Saturday, September 11, 2010

The Cost of Continuous Improvement

Rails 2.3.9 was released this week. Rails 3.0 is already out, and the main purpose of this release is to smooth out the migration path a bit. This means we're watching for deprecation warnings, right? Okay. I installed it and ran my test suite. I got a whole bunch of this one deprecation warning:

DEPRECATION WARNING: Object#returning has been deprecated in favor of Object#tap.

I have been a fan of Object#returning, but Object#tap was a new one on me. I looked them both up. Here are their sources:





They clearly do exactly the same thing, one with an argument, the other with itself. It's the classic smell of duplication. Now they're fixing it. Their code is getting cleaner, and I have to change my code to stay in line and keep it from breaking in the future.

I have been developing software on the Microsoft stack for twenty years now. That is more than enough time for me to have based a few opinions about "how things are done" on their example. I have been developing in Ruby and in Rails for about three or four years now, and I see some very different ideas played out about "how things are done."

Among other things, I see two polar opposite approaches to breaking changes in tool sets, be they language or framework. Microsoft has always done everything they could to avoid introducing any breaking changes into their tools. This is a good thing, right? Who would not want to know that the code they wrote today will still work after they install the next update? In twenty years as a 'softie, the only major breaking changes I can remember being introduced came with the move from VB6 to .NET in early 2002, enough VB developers made enough noise that Microsoft went back and retroactively added backward compatibility with many legacy VB language constructs that had been removed in the 1.0 release.

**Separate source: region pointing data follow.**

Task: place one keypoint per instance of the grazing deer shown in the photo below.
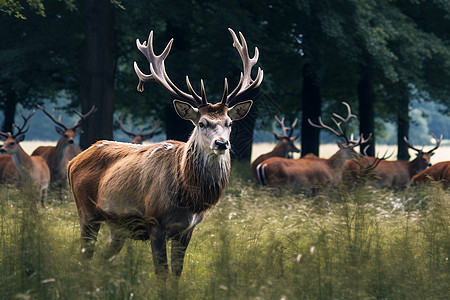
(57, 157)
(139, 138)
(161, 191)
(32, 169)
(398, 173)
(437, 172)
(310, 172)
(284, 145)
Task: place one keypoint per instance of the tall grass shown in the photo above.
(344, 243)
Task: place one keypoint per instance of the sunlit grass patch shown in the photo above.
(346, 242)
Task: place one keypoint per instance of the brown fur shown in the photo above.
(437, 172)
(32, 169)
(156, 192)
(281, 149)
(303, 173)
(392, 173)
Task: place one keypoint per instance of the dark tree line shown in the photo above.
(373, 54)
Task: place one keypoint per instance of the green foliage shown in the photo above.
(345, 243)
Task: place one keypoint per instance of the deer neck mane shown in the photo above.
(22, 160)
(60, 149)
(204, 175)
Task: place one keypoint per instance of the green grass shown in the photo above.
(257, 243)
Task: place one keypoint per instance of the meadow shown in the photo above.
(347, 242)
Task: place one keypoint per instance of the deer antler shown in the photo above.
(341, 130)
(438, 143)
(246, 83)
(82, 117)
(159, 74)
(285, 128)
(21, 129)
(52, 117)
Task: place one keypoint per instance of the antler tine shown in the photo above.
(159, 74)
(323, 126)
(21, 129)
(283, 127)
(123, 129)
(411, 145)
(52, 117)
(153, 131)
(246, 83)
(82, 117)
(438, 142)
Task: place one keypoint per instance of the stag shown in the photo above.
(284, 145)
(162, 191)
(32, 169)
(57, 157)
(437, 172)
(139, 138)
(310, 172)
(398, 173)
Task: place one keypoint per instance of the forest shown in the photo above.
(382, 57)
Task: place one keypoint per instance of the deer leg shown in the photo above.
(115, 243)
(89, 232)
(179, 246)
(159, 252)
(43, 196)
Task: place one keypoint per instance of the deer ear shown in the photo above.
(277, 136)
(185, 110)
(59, 130)
(240, 110)
(20, 138)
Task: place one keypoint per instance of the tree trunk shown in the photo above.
(177, 128)
(402, 125)
(366, 111)
(242, 135)
(97, 71)
(9, 111)
(311, 103)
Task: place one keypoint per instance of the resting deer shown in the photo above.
(57, 157)
(398, 173)
(437, 172)
(32, 169)
(285, 144)
(308, 173)
(162, 191)
(139, 138)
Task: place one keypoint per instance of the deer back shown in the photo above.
(439, 171)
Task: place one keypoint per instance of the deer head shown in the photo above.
(68, 134)
(139, 138)
(287, 137)
(423, 158)
(212, 121)
(11, 144)
(348, 144)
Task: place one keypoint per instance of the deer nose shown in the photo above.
(221, 145)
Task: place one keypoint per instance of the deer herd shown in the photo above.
(160, 192)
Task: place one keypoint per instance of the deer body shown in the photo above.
(303, 173)
(57, 157)
(285, 144)
(310, 172)
(162, 191)
(437, 172)
(30, 169)
(397, 173)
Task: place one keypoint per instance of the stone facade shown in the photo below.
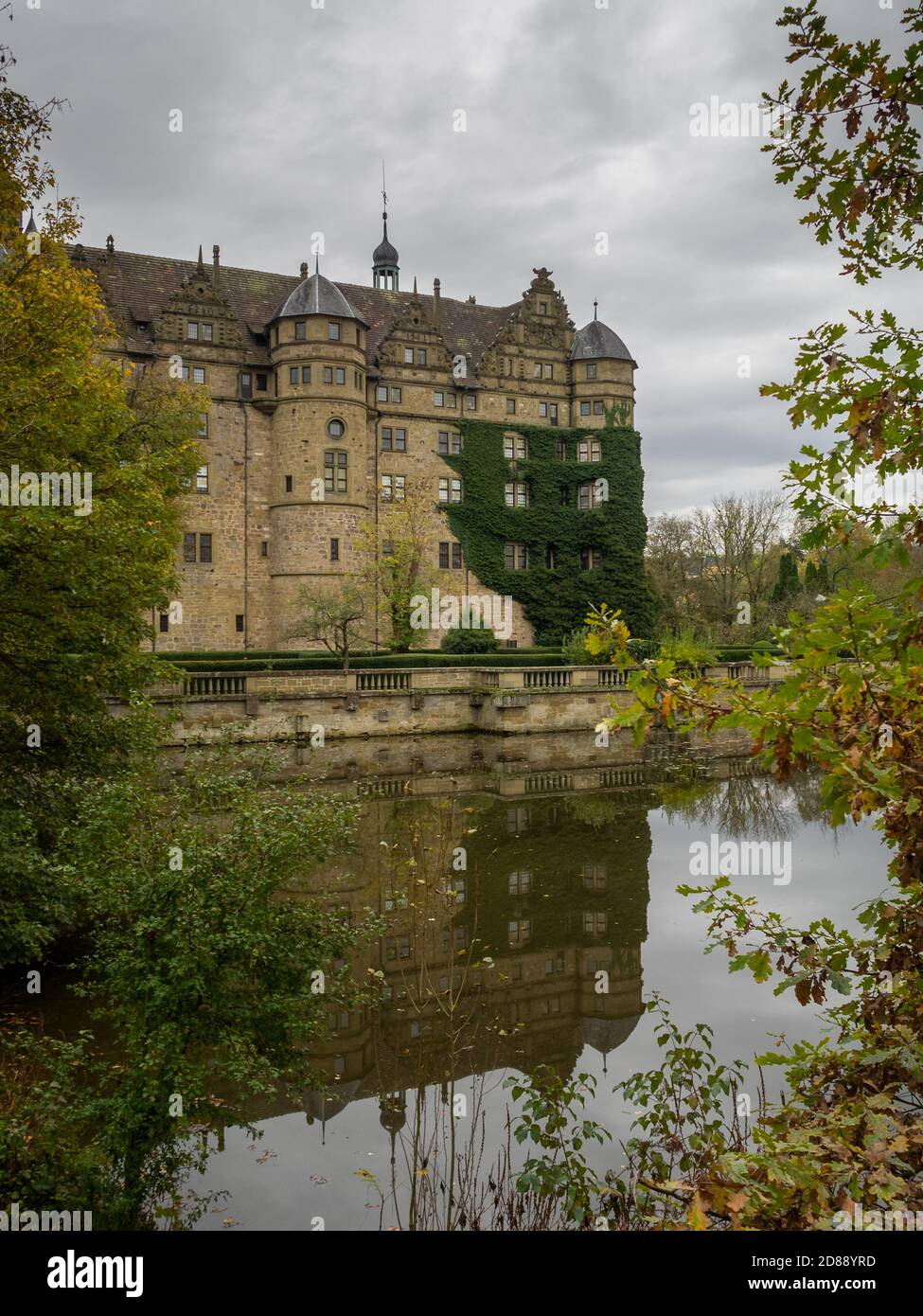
(327, 401)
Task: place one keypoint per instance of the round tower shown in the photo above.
(317, 496)
(602, 375)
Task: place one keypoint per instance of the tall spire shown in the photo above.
(384, 257)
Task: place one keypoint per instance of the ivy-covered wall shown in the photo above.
(555, 599)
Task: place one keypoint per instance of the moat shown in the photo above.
(509, 878)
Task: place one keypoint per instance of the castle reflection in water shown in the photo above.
(525, 955)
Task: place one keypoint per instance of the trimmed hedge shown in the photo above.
(289, 661)
(507, 658)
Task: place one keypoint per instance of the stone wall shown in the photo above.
(316, 707)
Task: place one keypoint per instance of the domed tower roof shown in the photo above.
(386, 252)
(596, 341)
(317, 296)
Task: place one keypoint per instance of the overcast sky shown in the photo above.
(577, 124)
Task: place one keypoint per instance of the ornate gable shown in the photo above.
(540, 320)
(199, 296)
(414, 329)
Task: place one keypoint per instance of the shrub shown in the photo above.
(465, 641)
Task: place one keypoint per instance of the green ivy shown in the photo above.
(555, 599)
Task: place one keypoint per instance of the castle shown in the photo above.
(329, 400)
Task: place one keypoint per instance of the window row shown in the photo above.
(329, 374)
(333, 331)
(516, 557)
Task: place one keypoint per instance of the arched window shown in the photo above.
(336, 469)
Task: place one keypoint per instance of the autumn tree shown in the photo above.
(333, 617)
(849, 1130)
(395, 546)
(78, 583)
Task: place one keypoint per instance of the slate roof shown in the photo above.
(137, 289)
(595, 341)
(316, 296)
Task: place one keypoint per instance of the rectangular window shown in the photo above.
(336, 470)
(515, 448)
(449, 442)
(515, 557)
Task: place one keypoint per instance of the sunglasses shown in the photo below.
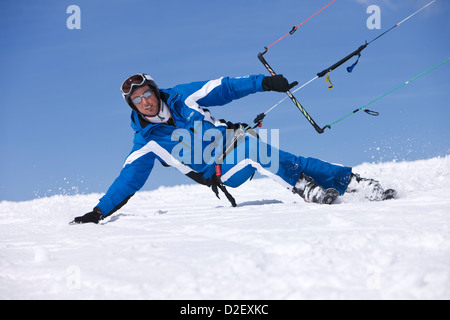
(146, 94)
(134, 80)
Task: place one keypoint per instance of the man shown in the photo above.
(158, 116)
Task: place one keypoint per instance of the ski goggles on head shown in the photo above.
(134, 80)
(146, 94)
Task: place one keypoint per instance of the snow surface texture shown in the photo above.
(183, 243)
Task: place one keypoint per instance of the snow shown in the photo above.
(184, 243)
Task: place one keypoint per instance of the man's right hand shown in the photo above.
(91, 217)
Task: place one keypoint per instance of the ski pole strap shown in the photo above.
(371, 112)
(350, 69)
(329, 84)
(357, 52)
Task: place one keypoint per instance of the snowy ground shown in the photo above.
(183, 243)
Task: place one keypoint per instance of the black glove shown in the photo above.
(277, 83)
(91, 217)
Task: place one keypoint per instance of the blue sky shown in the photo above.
(64, 127)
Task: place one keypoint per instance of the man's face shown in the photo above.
(148, 106)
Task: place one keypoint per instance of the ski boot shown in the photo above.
(310, 191)
(370, 188)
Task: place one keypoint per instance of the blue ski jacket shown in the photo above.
(157, 142)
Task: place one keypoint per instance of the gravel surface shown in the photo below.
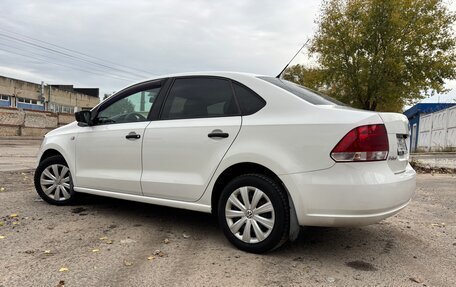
(108, 242)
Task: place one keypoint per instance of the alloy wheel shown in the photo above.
(250, 214)
(55, 182)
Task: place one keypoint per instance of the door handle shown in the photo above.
(133, 135)
(218, 134)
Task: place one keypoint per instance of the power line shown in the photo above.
(48, 57)
(77, 52)
(63, 53)
(59, 64)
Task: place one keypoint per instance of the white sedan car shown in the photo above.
(262, 154)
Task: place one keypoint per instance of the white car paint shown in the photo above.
(289, 136)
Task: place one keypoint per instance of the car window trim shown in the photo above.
(143, 86)
(173, 79)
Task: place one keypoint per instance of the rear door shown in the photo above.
(199, 121)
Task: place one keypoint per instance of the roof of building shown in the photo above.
(426, 108)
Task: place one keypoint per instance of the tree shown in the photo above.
(381, 54)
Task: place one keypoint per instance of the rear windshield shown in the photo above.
(304, 93)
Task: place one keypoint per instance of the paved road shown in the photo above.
(436, 160)
(18, 153)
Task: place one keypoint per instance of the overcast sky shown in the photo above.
(135, 40)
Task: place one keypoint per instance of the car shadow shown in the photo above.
(313, 242)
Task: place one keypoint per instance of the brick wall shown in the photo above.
(19, 122)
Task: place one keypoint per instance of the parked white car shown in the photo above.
(262, 154)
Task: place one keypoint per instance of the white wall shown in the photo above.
(437, 131)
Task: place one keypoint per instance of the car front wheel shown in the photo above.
(253, 212)
(53, 181)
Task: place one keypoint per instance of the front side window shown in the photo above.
(132, 108)
(200, 98)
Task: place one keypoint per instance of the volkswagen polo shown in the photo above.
(264, 155)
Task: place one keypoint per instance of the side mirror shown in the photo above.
(83, 117)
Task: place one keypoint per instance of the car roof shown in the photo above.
(226, 74)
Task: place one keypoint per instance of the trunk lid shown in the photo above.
(397, 127)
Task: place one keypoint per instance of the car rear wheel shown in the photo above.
(53, 181)
(253, 211)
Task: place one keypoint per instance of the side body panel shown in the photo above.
(106, 160)
(179, 158)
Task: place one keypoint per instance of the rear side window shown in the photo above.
(304, 93)
(249, 102)
(200, 98)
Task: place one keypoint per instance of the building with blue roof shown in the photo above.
(413, 114)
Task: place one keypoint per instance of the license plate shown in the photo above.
(401, 146)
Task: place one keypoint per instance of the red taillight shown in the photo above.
(364, 143)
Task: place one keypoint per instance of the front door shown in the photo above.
(108, 154)
(181, 151)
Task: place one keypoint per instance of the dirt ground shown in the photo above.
(109, 242)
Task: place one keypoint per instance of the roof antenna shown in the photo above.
(279, 75)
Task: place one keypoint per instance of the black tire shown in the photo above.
(47, 163)
(281, 213)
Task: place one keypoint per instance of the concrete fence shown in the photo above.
(20, 122)
(437, 131)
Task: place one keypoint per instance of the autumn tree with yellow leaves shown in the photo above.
(380, 54)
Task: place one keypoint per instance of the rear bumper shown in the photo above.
(349, 194)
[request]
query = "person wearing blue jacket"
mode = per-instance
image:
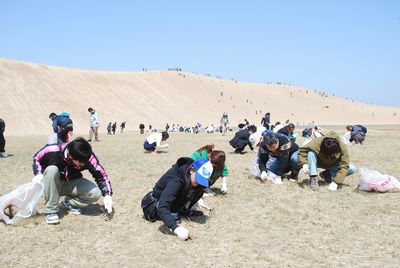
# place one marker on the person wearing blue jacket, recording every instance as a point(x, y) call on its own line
point(176, 192)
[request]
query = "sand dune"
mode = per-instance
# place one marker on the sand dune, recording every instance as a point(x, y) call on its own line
point(29, 92)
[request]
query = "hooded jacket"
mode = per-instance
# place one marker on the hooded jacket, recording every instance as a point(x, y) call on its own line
point(341, 159)
point(173, 191)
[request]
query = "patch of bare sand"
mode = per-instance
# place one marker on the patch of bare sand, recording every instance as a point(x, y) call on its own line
point(30, 92)
point(256, 224)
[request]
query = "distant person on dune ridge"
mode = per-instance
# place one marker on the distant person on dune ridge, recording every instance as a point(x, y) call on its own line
point(242, 139)
point(224, 122)
point(217, 159)
point(109, 129)
point(176, 192)
point(266, 120)
point(94, 124)
point(2, 139)
point(114, 127)
point(123, 125)
point(153, 141)
point(141, 128)
point(358, 133)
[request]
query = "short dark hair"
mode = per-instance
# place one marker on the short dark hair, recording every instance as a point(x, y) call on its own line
point(252, 128)
point(80, 149)
point(330, 146)
point(271, 138)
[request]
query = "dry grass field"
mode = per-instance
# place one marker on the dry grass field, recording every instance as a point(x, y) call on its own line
point(255, 225)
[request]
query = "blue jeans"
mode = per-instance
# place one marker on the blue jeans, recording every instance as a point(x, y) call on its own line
point(313, 165)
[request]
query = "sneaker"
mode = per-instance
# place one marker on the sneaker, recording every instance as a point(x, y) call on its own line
point(208, 192)
point(52, 218)
point(191, 213)
point(314, 183)
point(72, 209)
point(326, 176)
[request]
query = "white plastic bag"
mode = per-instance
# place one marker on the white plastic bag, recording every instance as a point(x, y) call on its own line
point(254, 169)
point(21, 202)
point(374, 181)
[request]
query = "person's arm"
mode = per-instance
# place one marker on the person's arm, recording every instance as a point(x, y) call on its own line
point(100, 176)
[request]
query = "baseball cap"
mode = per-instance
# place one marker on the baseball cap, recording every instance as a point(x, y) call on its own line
point(203, 170)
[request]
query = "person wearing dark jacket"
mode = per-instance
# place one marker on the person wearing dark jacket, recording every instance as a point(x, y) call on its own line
point(358, 133)
point(242, 139)
point(59, 166)
point(176, 192)
point(276, 157)
point(2, 139)
point(266, 120)
point(62, 125)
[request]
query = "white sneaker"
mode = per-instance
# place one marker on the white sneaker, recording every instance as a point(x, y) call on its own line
point(208, 192)
point(52, 218)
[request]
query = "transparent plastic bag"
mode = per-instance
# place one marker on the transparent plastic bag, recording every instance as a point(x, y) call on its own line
point(254, 169)
point(374, 181)
point(21, 202)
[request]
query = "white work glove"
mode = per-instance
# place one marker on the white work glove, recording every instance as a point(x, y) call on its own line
point(263, 176)
point(182, 233)
point(305, 168)
point(224, 186)
point(38, 178)
point(107, 201)
point(332, 186)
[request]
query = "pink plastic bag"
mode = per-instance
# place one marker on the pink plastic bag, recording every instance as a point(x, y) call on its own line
point(374, 181)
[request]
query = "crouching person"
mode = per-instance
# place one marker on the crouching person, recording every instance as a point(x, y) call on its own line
point(60, 166)
point(176, 192)
point(277, 156)
point(327, 152)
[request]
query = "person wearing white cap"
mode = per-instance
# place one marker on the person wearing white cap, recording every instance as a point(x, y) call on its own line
point(176, 192)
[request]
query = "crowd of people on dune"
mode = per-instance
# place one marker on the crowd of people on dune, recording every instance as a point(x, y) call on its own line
point(178, 193)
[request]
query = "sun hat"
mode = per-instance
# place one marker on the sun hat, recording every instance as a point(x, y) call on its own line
point(203, 170)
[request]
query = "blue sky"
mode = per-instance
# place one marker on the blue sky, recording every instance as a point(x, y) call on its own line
point(347, 48)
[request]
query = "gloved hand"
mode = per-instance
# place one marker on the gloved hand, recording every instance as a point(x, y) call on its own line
point(107, 201)
point(38, 178)
point(305, 168)
point(224, 186)
point(182, 233)
point(332, 186)
point(264, 175)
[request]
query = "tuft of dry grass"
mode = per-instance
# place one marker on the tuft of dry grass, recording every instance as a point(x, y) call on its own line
point(255, 225)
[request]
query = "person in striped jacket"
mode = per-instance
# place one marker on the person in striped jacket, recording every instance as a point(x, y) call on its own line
point(59, 166)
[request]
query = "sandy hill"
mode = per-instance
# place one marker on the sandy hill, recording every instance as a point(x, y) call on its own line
point(29, 92)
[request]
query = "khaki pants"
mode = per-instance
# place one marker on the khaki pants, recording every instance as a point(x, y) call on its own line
point(81, 192)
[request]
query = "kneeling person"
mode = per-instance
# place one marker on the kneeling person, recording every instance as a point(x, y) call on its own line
point(60, 168)
point(176, 192)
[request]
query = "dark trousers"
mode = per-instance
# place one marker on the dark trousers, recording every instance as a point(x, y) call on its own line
point(150, 204)
point(2, 142)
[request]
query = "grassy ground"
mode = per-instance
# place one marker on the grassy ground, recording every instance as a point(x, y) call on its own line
point(255, 225)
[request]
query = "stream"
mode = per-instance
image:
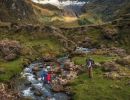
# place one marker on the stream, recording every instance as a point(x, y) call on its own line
point(34, 87)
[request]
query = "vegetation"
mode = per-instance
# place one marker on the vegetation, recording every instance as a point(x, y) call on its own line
point(99, 87)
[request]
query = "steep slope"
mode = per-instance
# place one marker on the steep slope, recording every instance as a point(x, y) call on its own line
point(107, 9)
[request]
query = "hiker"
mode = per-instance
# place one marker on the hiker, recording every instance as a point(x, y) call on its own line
point(44, 75)
point(49, 77)
point(90, 63)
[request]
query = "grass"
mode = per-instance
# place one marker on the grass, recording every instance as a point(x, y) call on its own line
point(97, 58)
point(10, 69)
point(32, 48)
point(99, 88)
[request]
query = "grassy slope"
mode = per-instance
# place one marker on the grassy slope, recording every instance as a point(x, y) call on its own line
point(99, 88)
point(32, 48)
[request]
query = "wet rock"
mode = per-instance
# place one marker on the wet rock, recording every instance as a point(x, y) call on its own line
point(124, 61)
point(68, 65)
point(72, 75)
point(110, 33)
point(27, 83)
point(128, 83)
point(87, 43)
point(38, 93)
point(35, 69)
point(112, 75)
point(110, 66)
point(10, 49)
point(57, 88)
point(10, 57)
point(2, 70)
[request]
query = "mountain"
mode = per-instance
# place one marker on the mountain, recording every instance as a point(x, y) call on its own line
point(107, 10)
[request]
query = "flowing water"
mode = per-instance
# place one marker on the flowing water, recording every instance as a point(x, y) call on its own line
point(33, 85)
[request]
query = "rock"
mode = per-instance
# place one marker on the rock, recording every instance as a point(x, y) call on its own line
point(72, 75)
point(124, 61)
point(57, 88)
point(68, 65)
point(38, 93)
point(35, 69)
point(10, 49)
point(110, 33)
point(10, 57)
point(128, 83)
point(27, 83)
point(87, 43)
point(112, 75)
point(2, 70)
point(110, 66)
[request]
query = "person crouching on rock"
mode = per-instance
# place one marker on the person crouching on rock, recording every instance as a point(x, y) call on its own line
point(90, 63)
point(49, 77)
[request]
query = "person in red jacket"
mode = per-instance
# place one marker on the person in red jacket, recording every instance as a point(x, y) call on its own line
point(49, 77)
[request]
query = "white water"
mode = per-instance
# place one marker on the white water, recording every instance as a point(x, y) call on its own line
point(60, 4)
point(28, 91)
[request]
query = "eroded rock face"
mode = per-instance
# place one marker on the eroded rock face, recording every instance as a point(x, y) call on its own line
point(9, 49)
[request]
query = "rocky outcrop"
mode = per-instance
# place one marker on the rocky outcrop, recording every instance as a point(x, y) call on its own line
point(107, 9)
point(15, 10)
point(10, 49)
point(5, 94)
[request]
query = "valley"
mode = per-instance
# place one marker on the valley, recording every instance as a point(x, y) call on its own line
point(64, 33)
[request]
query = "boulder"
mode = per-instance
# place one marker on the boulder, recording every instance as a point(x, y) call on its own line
point(112, 75)
point(10, 49)
point(38, 93)
point(57, 88)
point(124, 61)
point(110, 66)
point(10, 57)
point(35, 68)
point(110, 33)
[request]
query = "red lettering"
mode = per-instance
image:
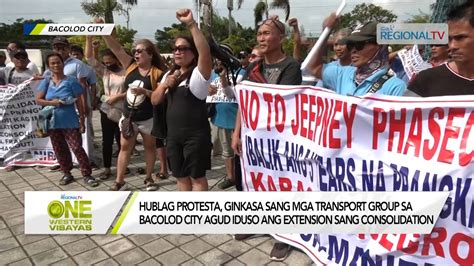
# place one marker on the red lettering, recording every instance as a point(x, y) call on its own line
point(466, 158)
point(244, 103)
point(412, 246)
point(384, 242)
point(326, 121)
point(304, 115)
point(254, 103)
point(435, 131)
point(285, 184)
point(312, 115)
point(280, 103)
point(435, 241)
point(267, 97)
point(319, 116)
point(379, 126)
point(349, 119)
point(335, 142)
point(450, 132)
point(454, 251)
point(271, 184)
point(397, 125)
point(257, 181)
point(301, 188)
point(295, 122)
point(415, 133)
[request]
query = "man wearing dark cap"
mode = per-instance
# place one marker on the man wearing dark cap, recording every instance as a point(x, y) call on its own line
point(75, 68)
point(370, 65)
point(17, 45)
point(274, 68)
point(457, 76)
point(19, 72)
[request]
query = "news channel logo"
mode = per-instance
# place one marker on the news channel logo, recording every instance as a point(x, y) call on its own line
point(70, 213)
point(412, 33)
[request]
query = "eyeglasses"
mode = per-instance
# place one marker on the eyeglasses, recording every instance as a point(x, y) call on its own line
point(138, 50)
point(357, 45)
point(181, 49)
point(277, 23)
point(59, 47)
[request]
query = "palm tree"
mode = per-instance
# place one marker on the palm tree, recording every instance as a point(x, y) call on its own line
point(230, 6)
point(261, 8)
point(105, 8)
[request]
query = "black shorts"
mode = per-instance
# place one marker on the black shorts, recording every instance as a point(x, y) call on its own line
point(189, 152)
point(160, 143)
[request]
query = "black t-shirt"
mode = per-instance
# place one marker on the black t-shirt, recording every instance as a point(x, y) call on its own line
point(286, 72)
point(144, 111)
point(441, 81)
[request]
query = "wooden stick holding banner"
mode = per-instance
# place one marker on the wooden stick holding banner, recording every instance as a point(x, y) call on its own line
point(318, 45)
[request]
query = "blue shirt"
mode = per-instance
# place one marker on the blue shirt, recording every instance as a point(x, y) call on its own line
point(341, 79)
point(65, 116)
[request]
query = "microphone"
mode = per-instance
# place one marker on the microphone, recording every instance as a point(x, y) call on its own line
point(177, 73)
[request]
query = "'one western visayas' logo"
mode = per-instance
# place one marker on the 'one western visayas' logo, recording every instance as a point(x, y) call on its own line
point(71, 213)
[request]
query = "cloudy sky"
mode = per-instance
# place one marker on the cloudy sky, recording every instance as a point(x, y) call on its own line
point(150, 15)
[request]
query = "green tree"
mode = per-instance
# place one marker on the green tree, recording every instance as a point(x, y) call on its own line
point(105, 8)
point(364, 13)
point(124, 36)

On the other hand, new versions of Ruby and Rails often have some breaking changes. Not only do changes often break things, but they come much more frequently than they do in the Microsoft world. The standard update routine here is to read the release notes to see what to look for, install the update, run the test suite, see what broke, and get to making changes to fix things. This is a bad thing, right? Or is it?

Take a step back and look at the cumulative effect of these two approaches. In the Microsoft world, we have more of a sense of stability going forward. In the Ruby world, the tools have more freedom to change. If Microsoft allows any mistakes, bad design decisions, dangerous features, etc., out into the field and into the hands of developers, it is most likely going to be years before they can fix it, if they ever can. The problem might be there for the life of the platform. In the Ruby world, the same types of mistakes get made, but fixing them will usually involve a deprecation in one release and then a fix in the next.

So why can world afford to change things and the other not? Is it because they just don't care? Is it because there is no corporate entity afraid of making everyone mad enough to abandon their platform? Ruby and Rails are clearly thriving in this world of breaking changes. How? What is the difference? The difference is in the tests.

They have created an ecosystem that is dependent on test coverage. If I have a good test suite, I know where my breaks are as soon as they occur, whether they have come from a library update or from changes I've made myself. Change is no longer so dangerous. We can also have a sense of stability here, but it comes from testing rather than from the lack of movement. If I am not in the habit of keeping good test coverage, it is going to be difficult for me to survive in this culture. So Darwin keeps us test-covered and change-tolerant.

When change is no longer something to be avoided, we gain a new freedom to improve things. The Boy Scout rule of leaving code in better shape that you found it has long-term effects. Things get better. This is what refactoring is all about, right? Don't we spend more time maintaining a system than building it? I think most systems get built way before they get good. And if they can't be refactored, molded, tweaked, rearranged, nurtured, changed; they never will get good.

I think it is the cumulative effect of the freedom to improve things that has brought Ruby and Rails to place they are today. I find them thoroughly enjoyable tools to use. They're not perfect, but they're better than they were last year, and they're not as good as they will be next year. If that means I have to take a little time with each release to roll with the changes, that is a small price to pay.